Грейнджер заказал номер в отеле «Брэдфорд Элизе», одном из тех дорогущих заведений в классическом стиле на улице Сен-Филипп дю Руль, которые, если бы кто-то удосужился проверить учетные книги департамента Туризма, незамедлительно попали бы в черный список. Мило попросил портье разбудить его в половине двенадцатого — примерно через четыре часа — и прихватил с собой со стойки «Геральд трибюн». Поднимаясь в роскошной кабине лифта, он успел пробежать глазами заголовки. Ничего хорошего.
Взрывы заминированных машин в Ираке, восемь погибших американских и канадских солдат. Волнения в столице Судана Хартуме. На фото — злая, бушующая толпа, тысячи людей размахивают плакатами с фотографией мертвого муллы Салиха Ахмада, седобородого старца с белой тюбетейкой на лысой голове. На других плакатах проклятия в адрес президента Омара аль-Башира. На восьмой странице небольшая заметка о том, что Министерство нацбезопасности задержало человека, подозреваемого в совершении нескольких заказных политических убийств. Имя задержанного не сообщалось.
Впрочем, самая важная новость в газету не попала: Мило Уивер прибыл в Париж, чтобы подставить друга.

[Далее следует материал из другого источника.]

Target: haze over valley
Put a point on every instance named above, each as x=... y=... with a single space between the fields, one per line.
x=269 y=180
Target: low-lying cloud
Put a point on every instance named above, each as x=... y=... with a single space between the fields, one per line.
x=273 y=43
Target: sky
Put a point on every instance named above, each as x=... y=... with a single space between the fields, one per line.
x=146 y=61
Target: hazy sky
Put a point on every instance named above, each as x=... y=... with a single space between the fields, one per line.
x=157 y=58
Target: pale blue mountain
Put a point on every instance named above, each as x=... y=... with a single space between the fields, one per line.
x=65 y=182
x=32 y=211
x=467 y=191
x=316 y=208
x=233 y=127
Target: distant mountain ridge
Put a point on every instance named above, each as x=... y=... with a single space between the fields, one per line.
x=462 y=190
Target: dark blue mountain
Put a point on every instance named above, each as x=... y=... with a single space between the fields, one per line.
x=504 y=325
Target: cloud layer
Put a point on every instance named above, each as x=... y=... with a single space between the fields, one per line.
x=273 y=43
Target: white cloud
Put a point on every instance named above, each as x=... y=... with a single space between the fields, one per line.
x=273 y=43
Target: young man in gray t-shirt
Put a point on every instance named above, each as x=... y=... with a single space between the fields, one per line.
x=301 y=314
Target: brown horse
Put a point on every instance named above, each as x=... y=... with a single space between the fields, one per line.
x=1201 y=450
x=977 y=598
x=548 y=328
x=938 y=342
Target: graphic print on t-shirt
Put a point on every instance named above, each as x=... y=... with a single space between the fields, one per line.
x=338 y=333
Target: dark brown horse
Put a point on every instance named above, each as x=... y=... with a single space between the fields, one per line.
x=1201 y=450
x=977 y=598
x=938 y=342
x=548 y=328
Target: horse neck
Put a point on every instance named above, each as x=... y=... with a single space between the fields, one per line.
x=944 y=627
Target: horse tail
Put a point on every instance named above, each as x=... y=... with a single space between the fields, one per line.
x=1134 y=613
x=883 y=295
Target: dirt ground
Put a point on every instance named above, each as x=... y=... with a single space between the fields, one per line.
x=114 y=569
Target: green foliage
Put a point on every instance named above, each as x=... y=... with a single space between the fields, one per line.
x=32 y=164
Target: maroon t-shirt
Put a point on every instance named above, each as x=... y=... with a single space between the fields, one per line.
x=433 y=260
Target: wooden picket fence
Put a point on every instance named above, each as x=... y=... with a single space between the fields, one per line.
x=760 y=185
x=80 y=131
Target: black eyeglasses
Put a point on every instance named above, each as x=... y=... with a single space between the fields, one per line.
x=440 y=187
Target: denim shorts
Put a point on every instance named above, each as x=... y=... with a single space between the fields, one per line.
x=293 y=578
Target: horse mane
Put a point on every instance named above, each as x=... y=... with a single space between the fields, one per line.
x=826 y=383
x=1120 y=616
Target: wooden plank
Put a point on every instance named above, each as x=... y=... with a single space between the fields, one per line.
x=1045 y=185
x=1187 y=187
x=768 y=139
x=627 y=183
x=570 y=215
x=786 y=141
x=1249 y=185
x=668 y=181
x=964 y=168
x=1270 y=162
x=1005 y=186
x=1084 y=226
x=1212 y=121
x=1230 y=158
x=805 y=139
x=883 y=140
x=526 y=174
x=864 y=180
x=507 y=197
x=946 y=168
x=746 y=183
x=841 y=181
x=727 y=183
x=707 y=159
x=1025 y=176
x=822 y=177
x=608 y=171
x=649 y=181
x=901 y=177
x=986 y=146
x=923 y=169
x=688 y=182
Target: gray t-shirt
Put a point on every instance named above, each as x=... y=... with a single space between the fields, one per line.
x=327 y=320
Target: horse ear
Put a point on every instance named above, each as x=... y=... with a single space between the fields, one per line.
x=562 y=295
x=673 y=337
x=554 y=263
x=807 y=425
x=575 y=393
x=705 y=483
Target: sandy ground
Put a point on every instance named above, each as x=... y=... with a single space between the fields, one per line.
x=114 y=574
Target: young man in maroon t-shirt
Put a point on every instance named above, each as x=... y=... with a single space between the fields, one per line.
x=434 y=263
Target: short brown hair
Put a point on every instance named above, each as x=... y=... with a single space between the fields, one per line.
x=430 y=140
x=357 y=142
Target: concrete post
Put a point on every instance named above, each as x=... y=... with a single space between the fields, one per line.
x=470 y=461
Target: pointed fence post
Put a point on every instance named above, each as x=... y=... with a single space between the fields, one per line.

Он вспомнил то, уже далекое, время, когда они были начинающими оперативниками в Лондоне. Коды, пароли, встречи в сомнительных пабах, споры с британскими разведчиками о том, что ждет их страны в посткоммунистическом мире. Энджела отличалась сообразительностью и выдержанностью, а еще чувством юмора. Встретив в коллеге сочетание таких качеств, отпускать его уже не захочешь. Они столько времени проводили вместе, что все считали их любовниками. Обоих это устраивало. Ей удавалось скрывать свою гомосексуальность, его избавляло от чересчур пристального внимания жен дипломатов, вечно устраивавших неприкаянных племянниц.